La lame elle-même mesure 3,4 cm de largeur, est doublement cannelée dans ses deux tiers inférieurs, avec une pointe à arête et un tranchant ondulé (flammée). À la racine de la lame, les deux faces sont gravées à l’eau-forte sur une longueur de 14 cm avec un décor architectural sacré, les ornements étant dorés. La forme de la lame était déjà connue sur les sabres français de la période de la Restauration.

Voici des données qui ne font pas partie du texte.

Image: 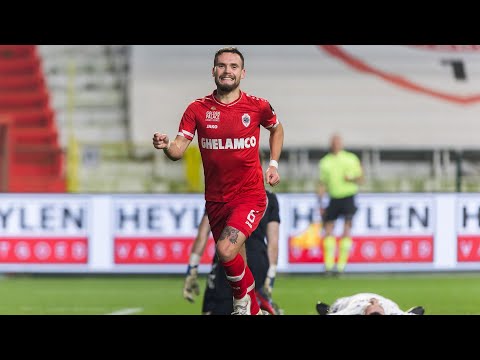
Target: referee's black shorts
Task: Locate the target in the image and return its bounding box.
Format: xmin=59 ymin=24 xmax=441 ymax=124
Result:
xmin=322 ymin=195 xmax=357 ymax=222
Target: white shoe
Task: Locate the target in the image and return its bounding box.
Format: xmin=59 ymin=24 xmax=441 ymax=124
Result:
xmin=232 ymin=293 xmax=252 ymax=315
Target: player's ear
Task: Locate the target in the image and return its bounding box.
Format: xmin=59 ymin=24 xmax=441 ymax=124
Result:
xmin=240 ymin=69 xmax=246 ymax=79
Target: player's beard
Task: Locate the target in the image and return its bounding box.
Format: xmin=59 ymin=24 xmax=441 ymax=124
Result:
xmin=215 ymin=76 xmax=240 ymax=93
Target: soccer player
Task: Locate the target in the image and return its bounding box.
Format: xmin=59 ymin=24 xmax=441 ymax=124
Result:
xmin=316 ymin=293 xmax=425 ymax=315
xmin=318 ymin=134 xmax=363 ymax=274
xmin=183 ymin=190 xmax=281 ymax=315
xmin=153 ymin=47 xmax=284 ymax=315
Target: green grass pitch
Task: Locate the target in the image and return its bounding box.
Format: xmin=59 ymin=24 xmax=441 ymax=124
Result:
xmin=0 ymin=272 xmax=480 ymax=315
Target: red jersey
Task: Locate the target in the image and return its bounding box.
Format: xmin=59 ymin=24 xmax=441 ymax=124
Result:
xmin=178 ymin=90 xmax=278 ymax=202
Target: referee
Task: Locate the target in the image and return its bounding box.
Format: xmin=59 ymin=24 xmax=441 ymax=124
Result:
xmin=318 ymin=134 xmax=363 ymax=275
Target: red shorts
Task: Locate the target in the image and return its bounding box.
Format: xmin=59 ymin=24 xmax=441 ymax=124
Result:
xmin=205 ymin=192 xmax=267 ymax=242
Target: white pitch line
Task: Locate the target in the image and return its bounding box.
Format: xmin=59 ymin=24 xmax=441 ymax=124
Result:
xmin=105 ymin=308 xmax=143 ymax=315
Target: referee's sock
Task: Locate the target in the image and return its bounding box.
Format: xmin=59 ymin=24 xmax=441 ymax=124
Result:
xmin=323 ymin=235 xmax=337 ymax=271
xmin=337 ymin=236 xmax=353 ymax=272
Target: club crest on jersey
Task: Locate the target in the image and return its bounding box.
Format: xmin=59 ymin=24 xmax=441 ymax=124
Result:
xmin=205 ymin=108 xmax=220 ymax=121
xmin=242 ymin=114 xmax=250 ymax=127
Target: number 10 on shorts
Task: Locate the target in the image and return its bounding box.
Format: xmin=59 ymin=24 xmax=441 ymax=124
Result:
xmin=245 ymin=210 xmax=255 ymax=229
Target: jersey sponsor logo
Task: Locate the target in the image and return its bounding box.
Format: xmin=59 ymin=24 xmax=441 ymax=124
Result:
xmin=242 ymin=114 xmax=250 ymax=127
xmin=200 ymin=136 xmax=257 ymax=150
xmin=319 ymin=45 xmax=480 ymax=105
xmin=205 ymin=111 xmax=220 ymax=121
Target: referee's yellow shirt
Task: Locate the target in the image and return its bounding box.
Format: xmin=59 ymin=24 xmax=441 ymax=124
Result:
xmin=318 ymin=150 xmax=362 ymax=199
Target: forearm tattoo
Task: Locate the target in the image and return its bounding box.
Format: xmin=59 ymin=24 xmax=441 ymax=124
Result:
xmin=219 ymin=226 xmax=239 ymax=244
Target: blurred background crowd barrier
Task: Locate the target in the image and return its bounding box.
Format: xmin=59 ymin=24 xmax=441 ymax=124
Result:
xmin=0 ymin=45 xmax=480 ymax=272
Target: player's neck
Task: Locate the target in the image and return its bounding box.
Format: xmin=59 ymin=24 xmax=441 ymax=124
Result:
xmin=214 ymin=88 xmax=241 ymax=104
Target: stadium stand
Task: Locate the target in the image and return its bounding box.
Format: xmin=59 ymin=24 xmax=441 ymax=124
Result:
xmin=0 ymin=45 xmax=66 ymax=192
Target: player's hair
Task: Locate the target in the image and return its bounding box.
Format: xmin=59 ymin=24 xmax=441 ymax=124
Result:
xmin=213 ymin=46 xmax=245 ymax=69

La monture et sa symbolique
La monture en laiton doré est ciselée à la main avec des ornements en semi-relief d’une qualité remarquable. Deux éléments symboliques méritent une attention particulière. D’abord, les faisceaux de licteur représentés sur les deux faces de la garde, qui ancrent cette arme dans la période de la Deuxième République. Ensuite, le bouton terminal de la branche de garde est formé en grenade enflammée — un symbole traditionnel de l’artillerie, dont les origines remontent aux grenadiers du XVIIe siècle et qui fut adopté par la suite par l’infanterie et l’artillerie. Ce motif suggère un lien avec l’arme de l’artillerie.
La poignée en corne conserve son filigrane de cuivre intact, et la monture reste rivetée d’origine à la lame — un détail confirmant l’authenticité de l’assemblage. Le fourreau en acier nickelé avec ses garnitures en laiton doré complète l’ensemble.
Classification et contexte militaire
Par la forme de sa monture, ce sabre se rapproche du Sabre d’artillerie à cheval modèle 1829, porté par les troupes d’artillerie montée de 1829 à 1852, ainsi que du Sabre des Officiers d’artillerie de marine. Cependant, la pièce présente est considérablement plus luxueuse que tout modèle réglementaire. Le modèle 1829 fut adopté en octobre 1829 pour les troupes d’artillerie montée. Les versions d’officiers n’étaient pas des armes réglementaires mais des achats privés commandés à titre personnel. Environ 75 000 sabres de troupe du modèle 1829 furent produits à la manufacture de Châtellerault — mais cette pièce unique se distingue entièrement de cette production standard.
Après la fin de la Deuxième République, les officiers revinrent au sabre de cavalerie modèle 1822 à partir de 1856, tandis que le modèle de troupe fut abandonné après la guerre franco-prussienne (1870–1871).
Un témoignage unique du patrimoine républicain
Ce sabre est classé comme pièce unique (Unikat) — une arme de luxe acquise à titre privé et fabriquée sur mesure. Sa qualité d’exécution exceptionnelle, alliant dorure, ciselure, gravure à l’eau-forte et matériaux nobles, indique que son propriétaire d’origine était un officier de haut rang ou un dignitaire de la Deuxième République. La longueur totale de 103,5 cm et la richesse décorative — de la racine de lame aux garnitures du fourreau — confirment le caractère cérémoniel plutôt que strictement fonctionnel de cette arme.
Pour les collectionneurs d’armes blanches militaires françaises, ce sabre représente une convergence de raretés exceptionnelles : une lame de Solingen datant de la toute première année de production d’armes blanches de P.D. Lüneschloss, un symbolisme républicain des faisceaux datable à une fenêtre de seulement quatre ans, et un niveau de luxe artisanal qui l’élève bien au-dessus des armes réglementaires. C’est un artefact tangible de l’éphémère Deuxième République française, dont les symboles, incarnés dans le métal et l’or, survivent dans cette arme remarquable.